Cette pugnacité a cependant eu un coût : le dossier a été marqué par une succession de changements d’avocats, reflétant à la fois la difficulté de la défense et les tensions avec le client. Après le retrait de Me Antoine Vey, puis celui de Me Julien Dreyfus, c’est finalement Me Sylvain Cormier et Me Renaud Portejoie qui avaient assuré la défense lors du procès en appel en 2023. Ce dernier avait même proposé aux jurés un scénario alternatif : celui de violences volontaires ayant entraîné la mort de Narumi, sans intention de la donner. Aujourd’hui, Me Cormier est rejoint par Me Robin Binsard, l’un des « étoiles montantes du barreau parisien », selon ses pairs, qui voit dans ce dossier un « challenge intéressant » et une défense « pugnace et combative ».
Un dossier qui divise les observateurs
Si l’accusation s’appuie sur des éléments concrets, la défense, elle, mise sur les failles de l’enquête et les incertitudes persistantes. Me Binsard estime que « les choses ne sont pas aussi catégoriques qu’on a bien voulu le dire » et que « il y a de nombreuses zones d’ombres dans ce dossier qui reste très flou des années après ». Une position que ne partagent pas tous les observateurs. « Indéfendable », avait jugé un fin connaisseur de l’affaire, qualifiant la ligne de défense de Zepeda de « suicidaire ».
Pourtant, la procédure est colossale : près de 8 000 pages de comptes-rendus, des centaines d’auditions, des expertises multiples. Les enquêteurs, selon une source proche du dossier interrogée par BFM, « ont fait un travail dantesque ». Et si le corps de Narumi Kurosaki n’a jamais été retrouvé, les procureurs estiment que « il y a tout » dans ce dossier : les traces de bidon d’essence, les promenades en forêt, les mails truqués… Autant d’éléments qui, selon eux, désignent Zepeda comme le principal – et peut-être unique – responsable de la disparition de la jeune femme.
Quelles suites judiciaires après ce troisième procès ?
Ce procès, qui s’annonce comme le plus médiatisé depuis le début de l’affaire, pourrait être déterminant. Après des années de rebondissements, les juges de Lyon devront trancher une nouvelle fois sur la culpabilité de Nicolas Zepeda. Une condamnation, même à une peine réduite, renforcerait la thèse de l’accusation. Un acquittement, en revanche, ouvrirait la voie à des recours et à des débats sur la fiabilité des preuves indirectes dans les affaires criminelles.
Quelle que soit l’issue, cette affaire soulève une question plus large : comment rendre la justice lorsque le corps de la victime n’a jamais été retrouvé ? Entre présomptions et certitudes, entre absence d’aveux et faisceau d’indices, les jurés devront se forger une conviction au-delà du raisonnable. Une tâche qui s’annonce ardue, dans un dossier où chaque détail compte et où la mémoire des faits s’estompe avec le temps.

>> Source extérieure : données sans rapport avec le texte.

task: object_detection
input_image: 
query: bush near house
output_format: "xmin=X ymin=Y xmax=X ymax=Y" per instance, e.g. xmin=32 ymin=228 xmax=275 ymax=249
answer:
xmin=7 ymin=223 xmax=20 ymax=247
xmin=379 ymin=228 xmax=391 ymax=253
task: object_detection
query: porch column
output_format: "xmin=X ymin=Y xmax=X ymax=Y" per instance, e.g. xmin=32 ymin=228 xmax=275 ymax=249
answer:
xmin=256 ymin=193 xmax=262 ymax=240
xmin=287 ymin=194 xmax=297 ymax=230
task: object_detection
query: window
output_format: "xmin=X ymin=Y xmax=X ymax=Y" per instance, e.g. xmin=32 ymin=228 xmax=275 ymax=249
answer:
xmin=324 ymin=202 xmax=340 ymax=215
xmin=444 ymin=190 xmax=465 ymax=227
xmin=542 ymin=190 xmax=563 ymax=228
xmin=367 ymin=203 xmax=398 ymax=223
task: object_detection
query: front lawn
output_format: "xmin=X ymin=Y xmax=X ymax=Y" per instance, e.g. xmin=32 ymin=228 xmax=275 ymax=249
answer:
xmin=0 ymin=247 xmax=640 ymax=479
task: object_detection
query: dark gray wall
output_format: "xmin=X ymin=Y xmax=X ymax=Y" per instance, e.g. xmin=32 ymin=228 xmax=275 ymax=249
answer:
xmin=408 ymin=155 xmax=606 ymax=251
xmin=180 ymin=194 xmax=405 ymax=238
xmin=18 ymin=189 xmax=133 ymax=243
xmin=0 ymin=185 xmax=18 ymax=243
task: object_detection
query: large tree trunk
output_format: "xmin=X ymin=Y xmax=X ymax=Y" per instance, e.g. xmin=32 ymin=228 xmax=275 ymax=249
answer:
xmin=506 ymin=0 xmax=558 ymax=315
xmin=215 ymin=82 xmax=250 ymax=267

Enfin, cette affaire rappelle que les disparitions non élucidées laissent souvent des questions sans réponses, pesant durablement sur les proches des victimes. Elle interroge aussi sur les limites de l’instruction quand les preuves matérielles font défaut, et sur la capacité des jurés à trancher dans l’incertitude. Autant de défis que la justice française devra continuer d’affronter, au-delà des murs des salles d’audience.

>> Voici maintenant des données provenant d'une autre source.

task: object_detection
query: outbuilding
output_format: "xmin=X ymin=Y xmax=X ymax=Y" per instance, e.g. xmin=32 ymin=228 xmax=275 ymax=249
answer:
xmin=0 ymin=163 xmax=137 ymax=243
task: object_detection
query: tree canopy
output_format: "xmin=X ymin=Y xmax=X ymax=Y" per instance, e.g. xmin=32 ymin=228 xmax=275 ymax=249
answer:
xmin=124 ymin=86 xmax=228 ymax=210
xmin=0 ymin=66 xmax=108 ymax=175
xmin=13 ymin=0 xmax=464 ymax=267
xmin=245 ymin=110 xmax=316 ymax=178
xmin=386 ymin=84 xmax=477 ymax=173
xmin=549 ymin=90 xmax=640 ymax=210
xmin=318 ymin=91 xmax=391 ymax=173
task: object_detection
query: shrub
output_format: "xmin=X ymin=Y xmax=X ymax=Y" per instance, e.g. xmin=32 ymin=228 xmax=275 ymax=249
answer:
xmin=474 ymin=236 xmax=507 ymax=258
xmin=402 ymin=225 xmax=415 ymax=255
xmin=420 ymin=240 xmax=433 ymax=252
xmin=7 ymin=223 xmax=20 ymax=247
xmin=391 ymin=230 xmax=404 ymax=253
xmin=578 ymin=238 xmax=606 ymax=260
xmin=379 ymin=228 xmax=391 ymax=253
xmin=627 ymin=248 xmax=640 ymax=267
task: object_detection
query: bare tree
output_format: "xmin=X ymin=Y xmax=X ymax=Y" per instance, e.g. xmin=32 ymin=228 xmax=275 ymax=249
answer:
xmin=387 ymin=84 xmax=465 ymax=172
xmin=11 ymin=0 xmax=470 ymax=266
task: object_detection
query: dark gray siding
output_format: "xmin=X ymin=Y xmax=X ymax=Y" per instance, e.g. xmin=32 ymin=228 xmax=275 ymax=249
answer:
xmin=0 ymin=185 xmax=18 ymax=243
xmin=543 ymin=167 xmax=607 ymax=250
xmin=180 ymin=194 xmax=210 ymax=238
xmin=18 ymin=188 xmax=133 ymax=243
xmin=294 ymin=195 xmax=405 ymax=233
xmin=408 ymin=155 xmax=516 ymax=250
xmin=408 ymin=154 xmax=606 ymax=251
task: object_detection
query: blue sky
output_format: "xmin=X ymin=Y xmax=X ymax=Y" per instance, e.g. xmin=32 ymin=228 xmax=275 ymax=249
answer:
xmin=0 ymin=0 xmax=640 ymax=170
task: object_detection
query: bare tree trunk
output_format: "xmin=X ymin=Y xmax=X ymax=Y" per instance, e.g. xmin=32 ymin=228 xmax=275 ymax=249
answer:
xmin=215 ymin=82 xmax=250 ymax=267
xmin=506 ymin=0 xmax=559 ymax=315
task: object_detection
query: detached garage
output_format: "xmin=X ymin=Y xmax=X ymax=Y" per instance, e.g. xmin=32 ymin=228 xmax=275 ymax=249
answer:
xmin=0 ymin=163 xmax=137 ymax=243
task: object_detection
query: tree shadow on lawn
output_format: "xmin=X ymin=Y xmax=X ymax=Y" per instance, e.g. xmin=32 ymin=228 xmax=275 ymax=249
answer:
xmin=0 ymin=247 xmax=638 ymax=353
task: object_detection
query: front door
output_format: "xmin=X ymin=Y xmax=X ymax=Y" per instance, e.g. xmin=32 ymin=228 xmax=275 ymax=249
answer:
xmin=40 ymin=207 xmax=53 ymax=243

Nicolas Zepeda a été condamné en première instance à 28 ans de réclusion criminelle en 2022, puis en appel en 2023. Sa condamnation a finalement été annulée par la Cour de cassation en 2025 pour vice de procédure, permettant la tenue d’un troisième procès à partir du 17 mars 2026.
Les procureurs s’appuient sur plusieurs éléments : il était le dernier à avoir vu Narumi Kurosaki vivante, des cris de terreur ont été entendus cette nuit-là, un bidon d’essence a été retrouvé en forêt, et des mails suspects ont été retrouvés dans son ordinateur, semblant provenir de la victime.